Pais de Erik Rebello se orgulham do jogador, mas cobram estudo

Enquanto o jovem Erik Rebello, de 16 anos, caminha para ser uma das maiores promessas do futebol, atuando no time sub-17 do Coritiba, seus maiores incentivadores permanecem em Niterói, lidando com a distância, mas sempre enviando energias positivas. Todavia, os pais de Erik, Fabiana Rebello, de 31 anos, e Jorge Júlio de Castro, de 34, têm consciência da importância dos estudos na vida do rapaz, que mantém vivo o sonho de cursar a faculdade de Direito.

Fabiana, que também tem outros dois filhos, Breno e Yasmin, relembra que Erik só entrou no futebol para acompanhar o irmão, que também chegou a tentar carreira, mas hoje se dedica somente aos estudos. Ela sabe dos obstáculos que o universo do futebol coloca no caminho, mas sabe que todos os ensinamentos que seu filho recebe, fazem tudo valer a pena.

“Eu tenho o Erik, o Breno e a Yasmin. Eles são minha vida, sempre tratei todos iguais. Breno começou com o futebol e o Erik, que sempre foi muito agarrado com ele, foi atrás. Esse mundo do futebol é meio cruel, mas é muito bom, te ensina muitas coisas boas. Fico orgulhosa demais porque ele faz tudo com tanta seriedade, não passa por cima de ninguém, segue tudo a risca”, disse.

Segundo o pai, a presença dos pais era constante na vida do menino, com presença em todos os treinos e jogos, até ele se mudar, em 2019, para Curitiba, quando assinou com o Coxa. José Julio conta que foi necessária uma adaptação na celebração de datas comemorativas, como aniversários e Dia das Mães, para que as visitas de Erik a Niterói se adequem ao calendário de jogos e treinos.

“A gente sempre acompanha, tanto eu quanto a mãe. A gente levava em todos os treinos, jogos, em todas as atividades a gente estava sempre junto. Ele nunca participou de nada sozinho até ir para o Coxa, pois a gente não tem como morar lá. Na verdade, eu preservo muito a questão do bem estar. Ser jogador é legal, mas a pessoa tem que estar feliz. Embora ele tenha 16 anos, não é uma criança. Ele foi para lá com 14. Aniversário, esquece. Dele, da mãe, dos irmãos… temos que reformular as datas todas por causa disso. Comemorar antes dele ir embora. Nessa semana, ele vem na sexta e vai embora no domingo, para o Dia das Mães, mas isso é raro”, contou.

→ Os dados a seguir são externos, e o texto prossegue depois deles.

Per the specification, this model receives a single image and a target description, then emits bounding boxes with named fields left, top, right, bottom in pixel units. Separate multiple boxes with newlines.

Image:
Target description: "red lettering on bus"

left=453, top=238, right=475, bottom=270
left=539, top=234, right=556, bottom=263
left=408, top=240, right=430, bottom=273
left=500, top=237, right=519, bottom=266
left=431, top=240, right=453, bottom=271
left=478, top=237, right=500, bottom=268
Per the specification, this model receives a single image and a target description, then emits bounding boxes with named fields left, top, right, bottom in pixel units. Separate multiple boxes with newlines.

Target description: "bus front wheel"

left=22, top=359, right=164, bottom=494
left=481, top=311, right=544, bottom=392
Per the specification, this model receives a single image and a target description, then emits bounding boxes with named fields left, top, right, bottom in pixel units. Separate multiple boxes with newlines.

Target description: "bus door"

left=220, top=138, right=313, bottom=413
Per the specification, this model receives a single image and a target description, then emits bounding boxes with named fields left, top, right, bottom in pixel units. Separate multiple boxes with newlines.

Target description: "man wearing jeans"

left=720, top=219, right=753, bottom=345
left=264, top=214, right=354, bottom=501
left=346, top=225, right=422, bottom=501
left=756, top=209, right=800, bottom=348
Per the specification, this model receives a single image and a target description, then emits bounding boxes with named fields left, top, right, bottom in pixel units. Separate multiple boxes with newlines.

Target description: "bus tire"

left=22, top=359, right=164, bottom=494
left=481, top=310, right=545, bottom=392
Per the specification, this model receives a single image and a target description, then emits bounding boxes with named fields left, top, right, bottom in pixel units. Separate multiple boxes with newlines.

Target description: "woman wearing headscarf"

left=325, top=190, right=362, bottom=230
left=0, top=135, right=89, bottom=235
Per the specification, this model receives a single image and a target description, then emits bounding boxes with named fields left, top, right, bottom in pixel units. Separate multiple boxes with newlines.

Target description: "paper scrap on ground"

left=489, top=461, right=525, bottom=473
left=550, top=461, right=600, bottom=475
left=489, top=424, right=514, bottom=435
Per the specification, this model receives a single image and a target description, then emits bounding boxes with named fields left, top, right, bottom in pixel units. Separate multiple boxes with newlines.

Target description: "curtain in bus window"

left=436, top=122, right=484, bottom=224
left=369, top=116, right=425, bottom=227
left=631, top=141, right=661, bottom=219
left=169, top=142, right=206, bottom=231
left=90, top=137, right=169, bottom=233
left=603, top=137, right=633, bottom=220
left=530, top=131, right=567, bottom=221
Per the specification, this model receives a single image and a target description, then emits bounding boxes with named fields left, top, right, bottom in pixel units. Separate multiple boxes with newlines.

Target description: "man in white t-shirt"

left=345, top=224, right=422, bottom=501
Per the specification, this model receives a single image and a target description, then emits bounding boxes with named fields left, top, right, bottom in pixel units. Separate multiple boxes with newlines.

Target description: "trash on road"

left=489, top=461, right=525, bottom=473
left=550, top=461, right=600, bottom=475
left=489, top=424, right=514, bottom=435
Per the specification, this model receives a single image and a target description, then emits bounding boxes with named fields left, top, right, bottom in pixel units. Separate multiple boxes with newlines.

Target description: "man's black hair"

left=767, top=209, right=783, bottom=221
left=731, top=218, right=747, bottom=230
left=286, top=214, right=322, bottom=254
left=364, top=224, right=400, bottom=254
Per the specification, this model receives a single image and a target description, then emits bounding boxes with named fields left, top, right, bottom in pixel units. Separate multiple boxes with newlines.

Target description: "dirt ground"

Ainda assim a distância machuca, relata Fabiana. O que conforta o coração da mãe é que a estadia em Curitiba é apenas para o bem do rapaz. Além da rotina de treinos e jogos pelo sub-17 do Coritiba, Erik cursa o segundo ano do ensino médio em um colégio particular da cidade. A mãe ainda conta que, mesmo tendo de se adaptar a outra região, as notas do filho permanecem altas.

“A distância dói, tem dias que eu choro, mas depois eu penso que é o melhor para ele. Todos os meninos alojados estudam na mesma escola, em Curitiba. Ele está no segundo ano, nunca repetiu, sempre foi muito bom aluno. Ele sempre estudou em colégio público. Lá é um pouco mais ‘pegado’, mas ele conseguiu conciliar muito bem. Treina de manhã e à tarde e estuda online à noite”, orgulhou-se.

Por fim, Fabiana faz um alerta para que Erik jamais abandone os estudos e mantenha vivo o sonho de cursar Direito. Embora ele tenha uma carreira promissora, ma mãe sabe que, no futebol, as coisas são incertas e podem mudar de uma hora para outra. Por isso, em caso de acontecer quaisquer adversidades, há a necessidade de haver um “plano B”.

“A gente sabe que não é algo certo, por isso tem que estudar. Fazendo uma escola, uma faculdade, para ter uma segunda opção. Ele sempre falou que seus sonhos são o futebol e a faculdade de Direito. Desde o começo ele fala para mim que vai fazer Direito. Meu orgulho é ainda maior pela pessoa que ele é. Meu orgulho é saber que ele está no caminho certo, sem trapacear, sem ser mau caráter”, concluiu.

Álbum de figurinhas

Um dos momentos de maior orgulho para os pais de Erik foi quando ele virou “figurinha” do Mundialito Sub-11, que disputou, ao lado do irmão, em Barcelona, na Espanha, quando jogava pelo Esporte Clube Brasil. “Esse álbum eles fizeram quando foi para o Mundialito, na Espanha, contra Inter de Milão e vários times. Eles caíram nas oitavas. A gente fica até meio abismado, costuma ir à banca, comprar figurinhas de jogadores famosos e de repente ver que um deles é seu filho. Até a ficha cair, é uma coisa muito gratificante”, disse Júlio.